1Multimodal Imaging and Connectome Analysis Lab, Montreal Neurological Institute, Montreal, Quebec, QC, Canada, 2Center for the Developing Brain, Child Mind Institute, New York, NY, United States, 3Autism Research Centre, Department of Psychiatry, University of Cambridge, Cambridge, United Kingdom, 4Institute of Systems Neuroscience, Medical Faculty, Heinrich Heine University, Düsseldorf, Germany, 5Autism Center, Child Mind Institute, New York, NY, United States, 6Institut de Cerveau et de la Moelle épinière, Hôpital Pitié Salpêtrière, Paris, France, 7Center for Biomedical Imaging and Neuromodulation, Nathan S. Kline Institute for Psychiatric Research, New York, NY, United States, 8Department of Psychology, University of York, York, United Kingdom

Synopsis

One paradox of autism is the co-occurrence of deficits in sensory and higher-order socio-cognitive processing. The current work examined whether these phenotypical patterns may relate to abnormal macroscale hierarchy affecting both unimodal and transmodal networks. Combining connectome gradient and stepwise connectivity analysis based on task-free fMRI, we demonstrated atypical connectivity transitions between sensory and higher-order default mode regions in a large cohort of autism individuals. Supervised pattern learning revealed that hierarchical features predicted deficits in social cognition and low-level behavioral symptoms. Our findings provide new evidence for network imbalances in autism, offering a parsimonious reference to consolidate its diverse features.

Background

Autism spectrum disorder (ASD) is a life-long neurodevelopmental condition. One paradox of this syndrome is the co-occurrence of deficits both in low-level sensory processing and higher-order functions such as social interactions and communication 1. A brain-based framework to consolidate the heterogeneous phenotypes remains to be established. Resting-state functional connectivity analyses provide a means to probe multiple intrinsic networks, thus promising to capture ASD related anomalies at a system level.

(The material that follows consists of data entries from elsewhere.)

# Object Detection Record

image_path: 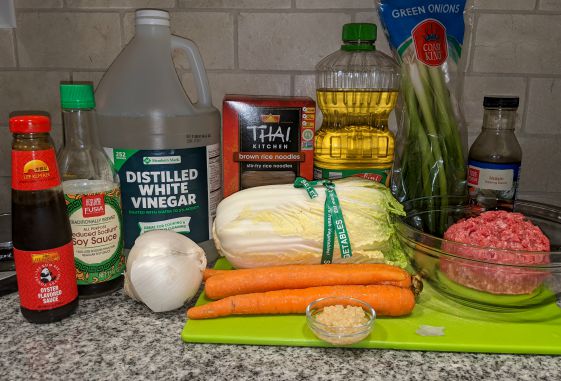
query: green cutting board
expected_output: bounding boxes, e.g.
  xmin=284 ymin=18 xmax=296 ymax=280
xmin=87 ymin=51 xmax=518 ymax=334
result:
xmin=181 ymin=259 xmax=561 ymax=354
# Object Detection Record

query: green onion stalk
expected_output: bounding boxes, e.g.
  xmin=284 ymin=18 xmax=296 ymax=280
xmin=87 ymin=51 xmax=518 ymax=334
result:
xmin=401 ymin=53 xmax=466 ymax=234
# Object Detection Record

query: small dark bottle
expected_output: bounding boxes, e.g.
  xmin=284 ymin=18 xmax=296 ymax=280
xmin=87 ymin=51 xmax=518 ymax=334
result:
xmin=468 ymin=97 xmax=522 ymax=210
xmin=10 ymin=115 xmax=78 ymax=323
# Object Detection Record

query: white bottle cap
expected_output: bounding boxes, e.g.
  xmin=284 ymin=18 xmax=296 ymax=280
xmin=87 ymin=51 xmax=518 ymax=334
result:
xmin=136 ymin=9 xmax=169 ymax=26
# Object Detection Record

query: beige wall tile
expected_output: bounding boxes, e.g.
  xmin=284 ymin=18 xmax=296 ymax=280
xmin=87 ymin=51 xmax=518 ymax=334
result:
xmin=538 ymin=0 xmax=561 ymax=11
xmin=296 ymin=0 xmax=375 ymax=9
xmin=0 ymin=176 xmax=12 ymax=213
xmin=524 ymin=78 xmax=561 ymax=134
xmin=16 ymin=12 xmax=121 ymax=70
xmin=473 ymin=14 xmax=561 ymax=74
xmin=462 ymin=75 xmax=526 ymax=136
xmin=475 ymin=0 xmax=536 ymax=11
xmin=123 ymin=12 xmax=234 ymax=69
xmin=179 ymin=0 xmax=291 ymax=9
xmin=72 ymin=71 xmax=105 ymax=88
xmin=181 ymin=72 xmax=290 ymax=110
xmin=0 ymin=71 xmax=70 ymax=125
xmin=15 ymin=0 xmax=63 ymax=8
xmin=238 ymin=13 xmax=350 ymax=70
xmin=66 ymin=0 xmax=175 ymax=9
xmin=541 ymin=136 xmax=561 ymax=191
xmin=0 ymin=29 xmax=16 ymax=67
xmin=518 ymin=137 xmax=561 ymax=192
xmin=355 ymin=11 xmax=392 ymax=56
xmin=294 ymin=74 xmax=316 ymax=100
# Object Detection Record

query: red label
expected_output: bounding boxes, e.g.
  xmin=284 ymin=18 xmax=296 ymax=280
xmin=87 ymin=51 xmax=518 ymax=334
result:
xmin=234 ymin=151 xmax=306 ymax=163
xmin=411 ymin=19 xmax=448 ymax=66
xmin=14 ymin=242 xmax=78 ymax=311
xmin=468 ymin=167 xmax=479 ymax=185
xmin=12 ymin=148 xmax=60 ymax=191
xmin=82 ymin=194 xmax=105 ymax=218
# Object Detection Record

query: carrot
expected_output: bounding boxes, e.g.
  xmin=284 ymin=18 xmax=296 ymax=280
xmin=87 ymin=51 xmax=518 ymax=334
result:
xmin=203 ymin=269 xmax=229 ymax=280
xmin=187 ymin=285 xmax=415 ymax=319
xmin=205 ymin=264 xmax=411 ymax=299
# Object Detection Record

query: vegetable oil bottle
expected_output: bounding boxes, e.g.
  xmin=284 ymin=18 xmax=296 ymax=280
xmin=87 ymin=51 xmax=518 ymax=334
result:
xmin=96 ymin=10 xmax=222 ymax=249
xmin=314 ymin=23 xmax=399 ymax=185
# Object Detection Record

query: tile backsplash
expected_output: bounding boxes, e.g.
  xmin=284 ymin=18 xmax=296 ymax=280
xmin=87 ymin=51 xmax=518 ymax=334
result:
xmin=0 ymin=0 xmax=561 ymax=211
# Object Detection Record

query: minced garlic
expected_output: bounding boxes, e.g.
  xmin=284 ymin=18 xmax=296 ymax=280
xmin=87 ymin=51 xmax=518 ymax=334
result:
xmin=316 ymin=304 xmax=368 ymax=328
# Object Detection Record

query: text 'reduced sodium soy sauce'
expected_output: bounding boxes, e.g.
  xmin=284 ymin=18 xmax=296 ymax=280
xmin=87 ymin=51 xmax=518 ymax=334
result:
xmin=10 ymin=115 xmax=78 ymax=323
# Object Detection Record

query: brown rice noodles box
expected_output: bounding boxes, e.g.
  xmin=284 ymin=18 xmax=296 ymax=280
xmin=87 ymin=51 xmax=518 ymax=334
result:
xmin=222 ymin=95 xmax=316 ymax=197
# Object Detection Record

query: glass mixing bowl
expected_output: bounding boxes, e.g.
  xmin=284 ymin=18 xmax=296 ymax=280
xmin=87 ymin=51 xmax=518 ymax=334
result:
xmin=395 ymin=197 xmax=561 ymax=312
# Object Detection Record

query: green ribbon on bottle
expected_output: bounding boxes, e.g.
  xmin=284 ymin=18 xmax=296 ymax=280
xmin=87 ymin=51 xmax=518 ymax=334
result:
xmin=294 ymin=177 xmax=353 ymax=264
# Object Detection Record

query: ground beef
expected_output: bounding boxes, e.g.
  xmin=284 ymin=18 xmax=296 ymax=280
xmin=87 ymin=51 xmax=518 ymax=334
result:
xmin=440 ymin=211 xmax=550 ymax=294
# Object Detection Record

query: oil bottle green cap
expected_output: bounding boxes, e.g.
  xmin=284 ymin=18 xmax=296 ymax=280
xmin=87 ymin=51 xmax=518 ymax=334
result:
xmin=343 ymin=23 xmax=377 ymax=42
xmin=60 ymin=83 xmax=95 ymax=109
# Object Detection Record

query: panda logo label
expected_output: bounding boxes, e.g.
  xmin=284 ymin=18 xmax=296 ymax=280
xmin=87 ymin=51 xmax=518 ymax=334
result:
xmin=41 ymin=267 xmax=57 ymax=283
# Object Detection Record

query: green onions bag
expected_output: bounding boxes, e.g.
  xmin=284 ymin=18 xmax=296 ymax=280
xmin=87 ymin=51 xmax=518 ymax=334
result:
xmin=377 ymin=0 xmax=472 ymax=208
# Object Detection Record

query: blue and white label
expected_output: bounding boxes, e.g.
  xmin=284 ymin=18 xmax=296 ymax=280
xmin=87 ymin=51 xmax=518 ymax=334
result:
xmin=468 ymin=160 xmax=520 ymax=200
xmin=106 ymin=144 xmax=222 ymax=249
xmin=379 ymin=0 xmax=466 ymax=60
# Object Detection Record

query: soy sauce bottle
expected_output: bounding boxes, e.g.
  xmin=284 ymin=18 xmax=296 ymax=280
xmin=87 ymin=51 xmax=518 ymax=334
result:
xmin=468 ymin=96 xmax=522 ymax=210
xmin=10 ymin=115 xmax=78 ymax=323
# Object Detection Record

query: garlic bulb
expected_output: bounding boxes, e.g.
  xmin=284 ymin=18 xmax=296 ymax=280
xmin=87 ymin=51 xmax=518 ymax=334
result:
xmin=125 ymin=230 xmax=206 ymax=312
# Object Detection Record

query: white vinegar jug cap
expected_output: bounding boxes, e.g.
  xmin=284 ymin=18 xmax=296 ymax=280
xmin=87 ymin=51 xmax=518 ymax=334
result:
xmin=136 ymin=9 xmax=169 ymax=26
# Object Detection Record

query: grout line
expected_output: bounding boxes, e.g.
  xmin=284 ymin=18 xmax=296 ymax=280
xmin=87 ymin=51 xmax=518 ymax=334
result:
xmin=468 ymin=71 xmax=561 ymax=78
xmin=18 ymin=7 xmax=384 ymax=14
xmin=119 ymin=12 xmax=126 ymax=49
xmin=466 ymin=10 xmax=479 ymax=73
xmin=288 ymin=74 xmax=296 ymax=96
xmin=520 ymin=77 xmax=530 ymax=135
xmin=12 ymin=28 xmax=20 ymax=70
xmin=232 ymin=12 xmax=240 ymax=69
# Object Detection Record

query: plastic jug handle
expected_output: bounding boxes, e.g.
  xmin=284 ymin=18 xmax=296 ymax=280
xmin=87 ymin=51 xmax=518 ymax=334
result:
xmin=171 ymin=36 xmax=212 ymax=107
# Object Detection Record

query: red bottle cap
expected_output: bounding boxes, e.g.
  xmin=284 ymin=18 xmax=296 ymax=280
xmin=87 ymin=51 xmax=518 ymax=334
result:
xmin=10 ymin=115 xmax=51 ymax=134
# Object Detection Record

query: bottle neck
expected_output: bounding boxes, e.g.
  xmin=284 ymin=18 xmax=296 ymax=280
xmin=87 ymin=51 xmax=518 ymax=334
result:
xmin=341 ymin=41 xmax=376 ymax=52
xmin=483 ymin=108 xmax=516 ymax=131
xmin=135 ymin=24 xmax=171 ymax=38
xmin=62 ymin=109 xmax=99 ymax=149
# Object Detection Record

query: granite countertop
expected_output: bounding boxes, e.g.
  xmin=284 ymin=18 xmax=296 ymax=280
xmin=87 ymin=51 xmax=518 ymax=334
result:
xmin=0 ymin=291 xmax=561 ymax=381
xmin=0 ymin=240 xmax=561 ymax=381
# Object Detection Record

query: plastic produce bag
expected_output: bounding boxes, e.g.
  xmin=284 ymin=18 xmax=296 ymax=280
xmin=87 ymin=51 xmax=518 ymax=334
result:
xmin=377 ymin=0 xmax=473 ymax=201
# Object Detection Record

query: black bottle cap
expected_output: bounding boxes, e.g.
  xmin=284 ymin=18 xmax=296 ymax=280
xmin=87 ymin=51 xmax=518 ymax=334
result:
xmin=483 ymin=96 xmax=520 ymax=109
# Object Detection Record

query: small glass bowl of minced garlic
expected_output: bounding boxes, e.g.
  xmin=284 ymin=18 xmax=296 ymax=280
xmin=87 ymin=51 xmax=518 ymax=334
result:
xmin=306 ymin=296 xmax=376 ymax=345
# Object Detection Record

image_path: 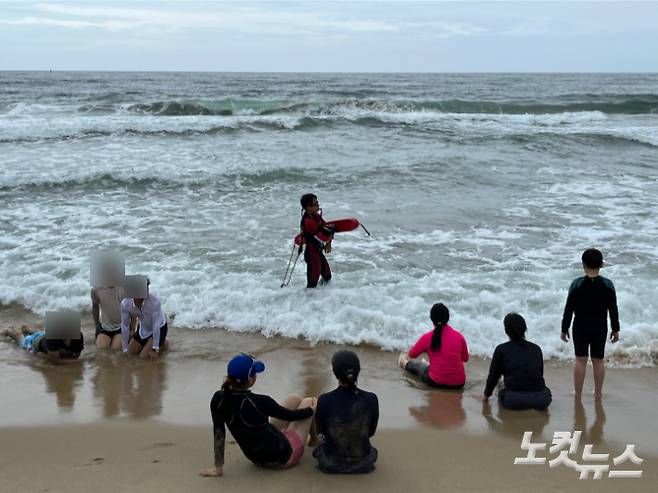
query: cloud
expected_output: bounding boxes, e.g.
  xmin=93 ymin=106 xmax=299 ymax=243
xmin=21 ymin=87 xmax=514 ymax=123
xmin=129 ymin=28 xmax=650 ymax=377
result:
xmin=0 ymin=3 xmax=400 ymax=35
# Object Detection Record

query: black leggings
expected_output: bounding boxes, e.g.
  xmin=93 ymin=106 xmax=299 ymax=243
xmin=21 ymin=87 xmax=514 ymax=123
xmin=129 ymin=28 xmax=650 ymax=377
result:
xmin=404 ymin=361 xmax=464 ymax=390
xmin=498 ymin=387 xmax=553 ymax=411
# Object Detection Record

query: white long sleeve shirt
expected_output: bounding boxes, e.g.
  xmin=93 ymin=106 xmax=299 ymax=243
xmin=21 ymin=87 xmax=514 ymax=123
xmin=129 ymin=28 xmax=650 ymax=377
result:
xmin=121 ymin=293 xmax=166 ymax=353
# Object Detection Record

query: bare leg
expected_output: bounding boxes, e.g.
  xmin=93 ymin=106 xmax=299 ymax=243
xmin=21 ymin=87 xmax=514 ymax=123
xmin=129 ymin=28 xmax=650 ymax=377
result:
xmin=96 ymin=334 xmax=111 ymax=349
xmin=592 ymin=358 xmax=605 ymax=400
xmin=308 ymin=408 xmax=320 ymax=447
xmin=128 ymin=339 xmax=143 ymax=356
xmin=288 ymin=397 xmax=318 ymax=444
xmin=573 ymin=356 xmax=587 ymax=399
xmin=270 ymin=394 xmax=302 ymax=430
xmin=110 ymin=334 xmax=121 ymax=351
xmin=139 ymin=337 xmax=153 ymax=359
xmin=0 ymin=329 xmax=23 ymax=344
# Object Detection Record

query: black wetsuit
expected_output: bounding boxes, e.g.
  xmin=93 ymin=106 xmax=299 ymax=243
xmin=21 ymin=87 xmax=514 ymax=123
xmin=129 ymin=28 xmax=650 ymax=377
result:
xmin=562 ymin=276 xmax=619 ymax=359
xmin=313 ymin=387 xmax=379 ymax=474
xmin=484 ymin=341 xmax=551 ymax=409
xmin=210 ymin=390 xmax=313 ymax=468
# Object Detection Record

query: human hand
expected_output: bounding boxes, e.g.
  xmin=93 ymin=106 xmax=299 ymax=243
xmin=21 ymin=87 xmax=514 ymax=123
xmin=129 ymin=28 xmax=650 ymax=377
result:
xmin=199 ymin=466 xmax=224 ymax=478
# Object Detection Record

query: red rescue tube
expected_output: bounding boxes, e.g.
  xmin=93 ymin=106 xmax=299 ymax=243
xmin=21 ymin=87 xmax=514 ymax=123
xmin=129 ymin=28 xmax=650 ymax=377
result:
xmin=295 ymin=217 xmax=361 ymax=245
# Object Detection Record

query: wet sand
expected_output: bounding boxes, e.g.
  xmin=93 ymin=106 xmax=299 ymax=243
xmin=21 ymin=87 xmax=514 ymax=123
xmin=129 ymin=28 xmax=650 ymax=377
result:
xmin=0 ymin=314 xmax=658 ymax=492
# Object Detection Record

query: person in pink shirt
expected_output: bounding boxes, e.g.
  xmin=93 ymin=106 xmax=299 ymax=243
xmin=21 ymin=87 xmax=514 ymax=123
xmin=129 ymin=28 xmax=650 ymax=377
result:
xmin=398 ymin=303 xmax=468 ymax=389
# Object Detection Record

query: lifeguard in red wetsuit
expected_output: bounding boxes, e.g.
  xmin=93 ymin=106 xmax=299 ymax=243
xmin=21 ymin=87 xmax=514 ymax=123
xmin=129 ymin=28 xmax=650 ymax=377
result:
xmin=300 ymin=193 xmax=334 ymax=288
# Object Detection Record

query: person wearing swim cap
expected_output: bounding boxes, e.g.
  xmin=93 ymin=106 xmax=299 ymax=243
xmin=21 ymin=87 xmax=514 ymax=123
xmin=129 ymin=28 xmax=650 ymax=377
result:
xmin=313 ymin=351 xmax=379 ymax=474
xmin=299 ymin=193 xmax=333 ymax=288
xmin=560 ymin=248 xmax=619 ymax=400
xmin=398 ymin=303 xmax=469 ymax=389
xmin=199 ymin=353 xmax=317 ymax=476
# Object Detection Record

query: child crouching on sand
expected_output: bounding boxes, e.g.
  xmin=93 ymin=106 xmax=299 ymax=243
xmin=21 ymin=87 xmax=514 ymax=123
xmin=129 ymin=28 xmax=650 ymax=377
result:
xmin=199 ymin=354 xmax=317 ymax=476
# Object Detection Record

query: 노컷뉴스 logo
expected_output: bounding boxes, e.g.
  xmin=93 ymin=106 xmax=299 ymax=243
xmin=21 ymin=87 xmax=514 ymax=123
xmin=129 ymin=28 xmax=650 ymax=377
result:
xmin=514 ymin=431 xmax=644 ymax=479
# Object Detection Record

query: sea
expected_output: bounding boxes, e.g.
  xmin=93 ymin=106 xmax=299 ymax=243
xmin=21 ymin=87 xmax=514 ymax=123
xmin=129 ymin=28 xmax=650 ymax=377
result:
xmin=0 ymin=72 xmax=658 ymax=366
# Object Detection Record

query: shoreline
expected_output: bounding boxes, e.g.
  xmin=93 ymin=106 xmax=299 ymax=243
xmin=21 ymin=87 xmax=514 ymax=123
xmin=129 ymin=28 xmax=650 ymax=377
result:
xmin=0 ymin=306 xmax=658 ymax=493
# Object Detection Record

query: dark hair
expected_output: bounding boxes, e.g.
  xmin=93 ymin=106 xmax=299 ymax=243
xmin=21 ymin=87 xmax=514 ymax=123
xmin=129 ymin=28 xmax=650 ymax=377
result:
xmin=299 ymin=193 xmax=318 ymax=209
xmin=331 ymin=351 xmax=361 ymax=389
xmin=581 ymin=248 xmax=603 ymax=269
xmin=218 ymin=377 xmax=243 ymax=420
xmin=503 ymin=313 xmax=528 ymax=342
xmin=430 ymin=303 xmax=450 ymax=351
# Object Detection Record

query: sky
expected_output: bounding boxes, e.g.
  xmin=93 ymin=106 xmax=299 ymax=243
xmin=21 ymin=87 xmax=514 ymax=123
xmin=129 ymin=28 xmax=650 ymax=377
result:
xmin=0 ymin=0 xmax=658 ymax=72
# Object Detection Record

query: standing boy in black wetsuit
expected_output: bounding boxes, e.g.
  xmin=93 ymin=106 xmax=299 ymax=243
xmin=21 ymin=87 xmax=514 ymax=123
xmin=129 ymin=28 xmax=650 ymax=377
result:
xmin=561 ymin=248 xmax=619 ymax=400
xmin=300 ymin=193 xmax=333 ymax=288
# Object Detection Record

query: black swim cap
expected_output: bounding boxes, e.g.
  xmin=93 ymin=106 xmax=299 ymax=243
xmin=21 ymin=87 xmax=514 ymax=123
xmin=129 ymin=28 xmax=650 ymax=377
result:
xmin=430 ymin=303 xmax=450 ymax=325
xmin=331 ymin=351 xmax=361 ymax=385
xmin=299 ymin=193 xmax=318 ymax=209
xmin=582 ymin=248 xmax=603 ymax=269
xmin=503 ymin=313 xmax=528 ymax=342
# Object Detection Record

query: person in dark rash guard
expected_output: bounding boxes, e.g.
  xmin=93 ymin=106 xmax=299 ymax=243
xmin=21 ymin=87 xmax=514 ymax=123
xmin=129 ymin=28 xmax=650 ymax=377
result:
xmin=199 ymin=354 xmax=317 ymax=476
xmin=313 ymin=351 xmax=379 ymax=474
xmin=300 ymin=193 xmax=334 ymax=288
xmin=560 ymin=248 xmax=619 ymax=399
xmin=483 ymin=313 xmax=552 ymax=410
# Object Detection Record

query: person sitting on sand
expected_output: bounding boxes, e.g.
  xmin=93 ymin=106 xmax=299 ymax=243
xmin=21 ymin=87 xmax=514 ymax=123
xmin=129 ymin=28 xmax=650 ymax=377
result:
xmin=313 ymin=351 xmax=379 ymax=474
xmin=483 ymin=313 xmax=552 ymax=410
xmin=199 ymin=353 xmax=317 ymax=476
xmin=398 ymin=303 xmax=469 ymax=389
xmin=121 ymin=276 xmax=167 ymax=361
xmin=0 ymin=314 xmax=84 ymax=365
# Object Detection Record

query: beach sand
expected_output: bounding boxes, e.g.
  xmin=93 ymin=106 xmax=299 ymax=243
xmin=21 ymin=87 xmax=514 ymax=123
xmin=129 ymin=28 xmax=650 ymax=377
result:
xmin=0 ymin=313 xmax=658 ymax=492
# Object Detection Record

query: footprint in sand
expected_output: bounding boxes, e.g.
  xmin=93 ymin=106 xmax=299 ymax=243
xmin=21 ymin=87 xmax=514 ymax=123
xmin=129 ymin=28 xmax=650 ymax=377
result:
xmin=140 ymin=442 xmax=176 ymax=450
xmin=85 ymin=457 xmax=105 ymax=466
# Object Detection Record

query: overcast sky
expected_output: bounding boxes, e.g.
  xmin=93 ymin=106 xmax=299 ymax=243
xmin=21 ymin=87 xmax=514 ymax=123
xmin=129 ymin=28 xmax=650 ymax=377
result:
xmin=0 ymin=0 xmax=658 ymax=72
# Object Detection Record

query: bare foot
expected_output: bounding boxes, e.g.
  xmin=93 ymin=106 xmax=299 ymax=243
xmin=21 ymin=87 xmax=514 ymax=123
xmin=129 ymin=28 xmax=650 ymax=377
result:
xmin=308 ymin=437 xmax=322 ymax=447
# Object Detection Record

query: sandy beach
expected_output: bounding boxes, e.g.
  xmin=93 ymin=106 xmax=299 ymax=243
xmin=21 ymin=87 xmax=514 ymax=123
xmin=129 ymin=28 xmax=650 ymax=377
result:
xmin=0 ymin=306 xmax=658 ymax=492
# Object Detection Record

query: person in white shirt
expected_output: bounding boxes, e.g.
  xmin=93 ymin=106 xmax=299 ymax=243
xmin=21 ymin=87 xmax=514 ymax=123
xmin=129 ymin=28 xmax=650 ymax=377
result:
xmin=91 ymin=251 xmax=126 ymax=350
xmin=121 ymin=276 xmax=167 ymax=360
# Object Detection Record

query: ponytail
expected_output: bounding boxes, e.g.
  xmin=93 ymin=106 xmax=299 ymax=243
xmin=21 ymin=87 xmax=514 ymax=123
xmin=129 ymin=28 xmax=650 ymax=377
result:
xmin=430 ymin=303 xmax=450 ymax=351
xmin=341 ymin=371 xmax=357 ymax=389
xmin=503 ymin=313 xmax=528 ymax=343
xmin=430 ymin=324 xmax=445 ymax=351
xmin=217 ymin=377 xmax=233 ymax=416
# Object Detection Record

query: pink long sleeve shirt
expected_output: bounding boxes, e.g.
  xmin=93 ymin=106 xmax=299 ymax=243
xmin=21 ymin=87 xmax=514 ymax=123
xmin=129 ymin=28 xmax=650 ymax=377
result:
xmin=409 ymin=325 xmax=468 ymax=385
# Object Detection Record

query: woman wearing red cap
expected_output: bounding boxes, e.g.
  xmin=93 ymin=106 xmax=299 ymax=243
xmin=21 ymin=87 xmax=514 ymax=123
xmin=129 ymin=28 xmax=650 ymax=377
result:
xmin=199 ymin=354 xmax=317 ymax=476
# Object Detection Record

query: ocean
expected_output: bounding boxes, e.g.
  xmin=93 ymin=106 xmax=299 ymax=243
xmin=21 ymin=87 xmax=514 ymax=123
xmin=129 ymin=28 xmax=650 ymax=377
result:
xmin=0 ymin=72 xmax=658 ymax=366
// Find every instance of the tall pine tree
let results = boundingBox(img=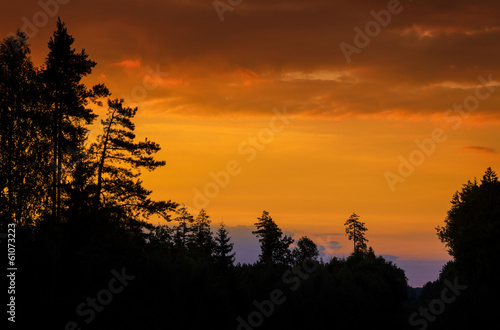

In particular, connectome gradient mapping techniques 2,3 offer a novel approach to describe macroscale functional organization in terms of a system-level transition between sensory regions on the one end and transmodal cortices on the other end, recapitulating established cortical hierarchy. Notably, hierarchical organization can also be captured using stepwise functional connectivity analysis (SFCA) 4, which visualizes serial transitions from one system to the next in the connectome space. Indeed, SFCA in healthy brains shows consistent connectivity transitions from primary sensory towards transmodal systems 5. Applying both techniques to a multi-site dataset composed of ASD and controls, we tested whether ASD is associated with atypical connectome hierarchy. The clinical yield of hierarchical measures was tested using a supervised machine learning framework with 5-fold cross-validation.

Methods

The discovery sample consisted of 103 males with ASD and 108 neurotypical males from three sites of the autism brain imaging exchange dataset (ABIDE I 6), who had adequate resting-state fMRI and structural MRI data available. fMRI time series were mapped to cortical surfaces in subject-specific space, followed by time-series cross-correlation of all surface-points. Connectome-wide diffusion embedding 2 identified principal gradients of spatial variations in connectivity across the cortical mantle in individual subjects. Following Procrustes alignment of gradients, we used surface-based linear models to compare ASD to controls, controlling for site, age, and multiple comparisons. SFC analyses 4 systematically tracked connectivity propagation from primary sensory seeds (V1, A1, S1) by iteratively counting the number of all possible paths between seed and target regions in a given length of connectivity. Supervised pattern learning leveraged network hierarchy features to predict symptom severity as indexed by the Autism Diagnostic Observation Schedule 7 based on 5-fold cross-validation. Reproducibility of findings was verified in an independent replication sample with similar demographic characteristics (ABIDE II; 60 ASD, 59 controls).

Results

Compared to controls, ASD showed atypical connectome gradients (Fig 1A) i.e., decreased gradient scores in left precuneus (PCU) and right medial prefrontal cortices (mPFC) – and increases mainly in occipitotemporal (OT; fusiform) and middle posterior temporal (pMTG) areas (Fig 1B). Profiling using Yeo-Krienen’s functional communities 8 summarized these patterns, showing decreases in the default mode and increases in sensory-motor networks (Fig 1C). While the SFCA in controls recapitulated the principal gradient findings showing a selective convergence in the default mode core, ASD presented with distorted step-wise connectivity and a failure to converge in the default mode network (Fig 2). Our main findings were replicated across an independent dataset, parameter choices, and when controlling for motion and various methodological confounds. Finally, supervised pattern learning with 5-fold cross-validation could predict symptom severity based on gradient and SFC information, particularly in high-level social-cognitive and low-level repetitive domains (Fig 3).

Conclusion

Leveraging novel connectome gradient and SFC mapping techniques, our findings suggest imbalanced network hierarchy as a parsimonious reference frame to consolidate low- and high-level ASD symptomatology.

Acknowledgements

No acknowledgement found.

References

1. Robertson CE, Baron-Cohen S. Sensory perception in autism. Nat Rev Neurosci 2017; 18(11): 671-684.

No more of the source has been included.